As the markers are located at joints, the performance of the proposed algorithm to encode the motion information is computed in terms of precision in predicting the markers (i.e., joints’ locations). We use the Average Joint Position Error (AJPE) to compute the marker detection accuracy. The joint position error (JPE) represents the error in the predicted joint position to the corresponding ground truth. It is computed as the euclidean distance between the estimated joint position and its corresponding ground truth. The JPE for all joints is computed and averaged to obtain the AJPE measure. The proposed method is evaluated on an entire test dataset, and the experiments showed that it accurately detected all the markers in almost each frame, yielding a detection rate close to 100%. The average position error was computed for each joint in all the videos and their results are presented in Table 1. The results show that our algorithm outperformed the compared methods Hesse [39] and Khan [10] in all twelve body parts. The overall average joint position error of our method is 2.7 ms, which is significantly better than Hesse [39] and Khan [10] algorithms whose AJPE is 41 and 12.7 , respectively.
To further investigate the performance of the proposed method, we computed the angle orientations of different body parts. Since the proposed method captures both the color and the depth frames, the angles can be computed in the 3D domain at predicted joint locations to encode their respective movement. We compare the computed angle orientations with the corresponding ground truth information that was manually recorded across all the frames to find the error in the estimated angles. A team of two members carefully analyzed each case and manually marked the positions of the joints in each test image using the center of the marker object. The body parts S h o u l d e r L , S h o u l d e r R , E l b o w L , E l b o w R , H i p L , H i p R , K n e e L , and K n e e R are used in this study as they can show significant movement angles. The average error for each body part is computed and the results are outlined in Table 2. The results show that our method is highly accurate in body part angle computation with a negligible average error 0.79°. Figure 5 shows the encoded motion information of each joint and the corresponding ground truth data. The plots shows the angle estimated by our method closely follows the ground truth, demonstrating that our method is highly accurate. This movement information across time can help the doctors and the therapists to estimate the rehabilitation program based on the progress of specific motion information at a particular joint.
Furthermore, in order to validate the precision of the computed angles, another experiment is conducted. Different angles were drawn onto a canvas and it was fixed on a table surface as shown in Figure 6a. The videos are captured in the same recording environment (Section 3)—the color markers are hooked-up to the arm of a proband and he is instructed to lay his arm on the canvas (Figure 6a), holding it at the exact angle given by the canvas, and one short of video sequence is recorded for each angle. Figure 6b shows the validation of computed angles at 120°. The results show that the proposed method is very accurate in computing the body part angles. The small fluctuations in computed angles is due to the unintentional movements in the proband’s arm. Since the proposed algorithm uses the center of the marker’s bounding box as the actual joint position, one has to be careful while placing the markers. If the marker is not hooked-up accurately, the angles can easily be set off by a few degrees, which may cause error in movement estimation.
From the results of the experimental evaluations presented in Table 1 and Table 2, and Figure 5 and Figure 6 reveal the efficacy of the proposed method. The system showed promising results when dealing with the occlusions. The false positives are pretty low due to outliers removal and similarity calculation. In case the system is unable to detect a marker, the proposed Kalman filtering technique with area thresholding is beneficial in estimating the marker position and preventing a notable drifting from the last detected position. The experimental evaluation of the early-stage version of the colored markers and the positive reviews from the therapists assure us that the markers do not hinder their movement and therefore were not a disruptive factor during the therapy session.

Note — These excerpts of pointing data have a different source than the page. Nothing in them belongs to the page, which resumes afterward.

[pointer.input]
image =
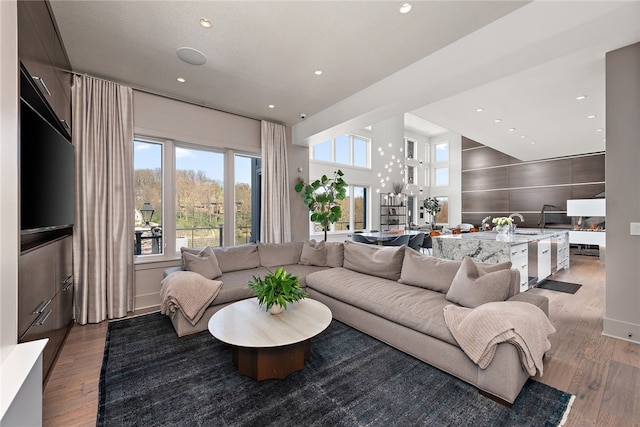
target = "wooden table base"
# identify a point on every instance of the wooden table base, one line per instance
(264, 363)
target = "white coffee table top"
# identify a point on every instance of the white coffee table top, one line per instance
(247, 324)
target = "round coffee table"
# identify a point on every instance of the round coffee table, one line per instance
(267, 346)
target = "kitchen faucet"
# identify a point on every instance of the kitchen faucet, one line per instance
(513, 225)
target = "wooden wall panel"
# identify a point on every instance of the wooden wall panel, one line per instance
(486, 179)
(485, 201)
(540, 173)
(588, 169)
(525, 187)
(483, 158)
(532, 199)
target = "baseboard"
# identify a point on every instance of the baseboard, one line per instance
(621, 330)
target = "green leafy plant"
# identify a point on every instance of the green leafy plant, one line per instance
(278, 287)
(321, 198)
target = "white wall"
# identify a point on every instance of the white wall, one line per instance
(9, 226)
(622, 311)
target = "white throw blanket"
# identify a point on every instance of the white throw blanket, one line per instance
(189, 293)
(478, 331)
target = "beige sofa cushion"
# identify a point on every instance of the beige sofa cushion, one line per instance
(204, 263)
(410, 306)
(313, 253)
(335, 254)
(279, 254)
(427, 272)
(234, 258)
(385, 262)
(475, 285)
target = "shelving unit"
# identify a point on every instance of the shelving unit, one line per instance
(393, 211)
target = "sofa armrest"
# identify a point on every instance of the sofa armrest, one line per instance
(539, 301)
(170, 270)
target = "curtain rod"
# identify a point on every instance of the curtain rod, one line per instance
(164, 95)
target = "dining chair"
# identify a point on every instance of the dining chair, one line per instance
(359, 238)
(415, 241)
(398, 241)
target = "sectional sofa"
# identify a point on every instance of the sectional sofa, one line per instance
(394, 294)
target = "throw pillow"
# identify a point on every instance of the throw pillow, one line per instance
(428, 272)
(473, 286)
(335, 254)
(241, 257)
(313, 253)
(380, 261)
(204, 263)
(279, 254)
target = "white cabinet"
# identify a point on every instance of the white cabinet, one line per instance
(544, 258)
(519, 256)
(562, 241)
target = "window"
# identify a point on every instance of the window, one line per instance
(443, 216)
(199, 194)
(187, 185)
(147, 183)
(345, 150)
(441, 177)
(247, 196)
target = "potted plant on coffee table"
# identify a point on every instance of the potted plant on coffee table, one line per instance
(277, 289)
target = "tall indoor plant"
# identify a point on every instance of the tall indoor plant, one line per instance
(321, 196)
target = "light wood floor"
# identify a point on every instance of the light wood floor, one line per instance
(603, 372)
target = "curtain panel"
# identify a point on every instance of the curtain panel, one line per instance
(103, 231)
(275, 215)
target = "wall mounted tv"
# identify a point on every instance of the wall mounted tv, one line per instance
(47, 183)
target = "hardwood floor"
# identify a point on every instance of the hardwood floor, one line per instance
(603, 372)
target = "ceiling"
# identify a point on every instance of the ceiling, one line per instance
(523, 63)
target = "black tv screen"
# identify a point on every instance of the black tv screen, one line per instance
(47, 183)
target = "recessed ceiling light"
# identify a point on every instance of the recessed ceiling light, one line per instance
(191, 56)
(405, 8)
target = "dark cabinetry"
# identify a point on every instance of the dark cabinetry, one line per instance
(45, 295)
(42, 53)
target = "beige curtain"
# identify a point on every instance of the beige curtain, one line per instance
(275, 216)
(103, 231)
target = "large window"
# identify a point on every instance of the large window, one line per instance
(188, 185)
(147, 187)
(345, 150)
(199, 194)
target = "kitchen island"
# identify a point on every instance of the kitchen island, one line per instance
(535, 253)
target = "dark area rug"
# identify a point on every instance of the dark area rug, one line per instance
(152, 378)
(566, 287)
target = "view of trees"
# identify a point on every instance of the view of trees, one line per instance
(199, 205)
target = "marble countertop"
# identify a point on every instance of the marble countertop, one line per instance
(522, 235)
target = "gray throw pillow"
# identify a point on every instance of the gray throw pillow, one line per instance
(380, 261)
(473, 285)
(204, 263)
(314, 253)
(335, 254)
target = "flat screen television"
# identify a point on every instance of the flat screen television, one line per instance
(47, 182)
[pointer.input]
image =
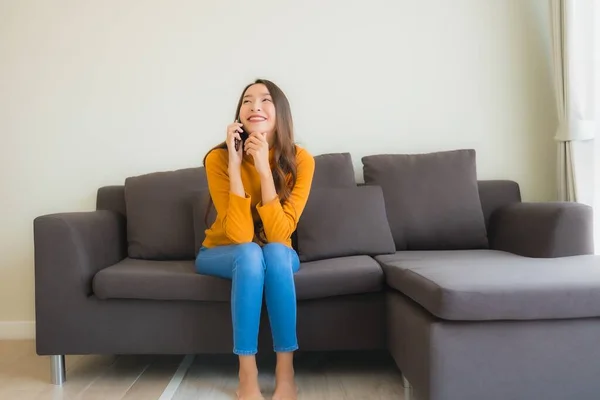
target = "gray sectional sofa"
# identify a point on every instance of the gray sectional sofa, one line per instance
(476, 294)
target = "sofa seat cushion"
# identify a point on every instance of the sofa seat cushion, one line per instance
(178, 280)
(478, 285)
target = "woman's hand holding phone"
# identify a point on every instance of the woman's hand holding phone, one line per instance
(258, 147)
(235, 151)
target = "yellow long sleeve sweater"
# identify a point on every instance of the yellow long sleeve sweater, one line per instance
(236, 215)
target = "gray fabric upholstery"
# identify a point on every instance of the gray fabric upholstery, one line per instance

5.2. Computational Complexity Analysis

We also computed the computational time complexity of the proposed algorithm. The execution time on the whole dataset is computed and averaged, the results are summarized in Table 3. The results show that the proposed algorithm takes on average 59.84 ms to process one frame, leading to a performance of about 16.71 fps, which is close to real time. An efficient implementation on a better machine can further improve the time complexity of the proposed algorithm. Since Microsoft Kinect generates a huge amount of color and depth data, space requirement is an important factor to store this information. The frequent storage operation also impacts the running time of the system. In experimental evaluations, we used a system with solid state drive (SSD) to store both the RGB and depth data. The therapists need these original recordings in the starting phase of this project to manually validate the computed results of the proposed algorithm with the recorded visible movements in video. However, such recordings will not be needed in the home-based therapy setup, hence no additional storage is required for the proposed algorithm.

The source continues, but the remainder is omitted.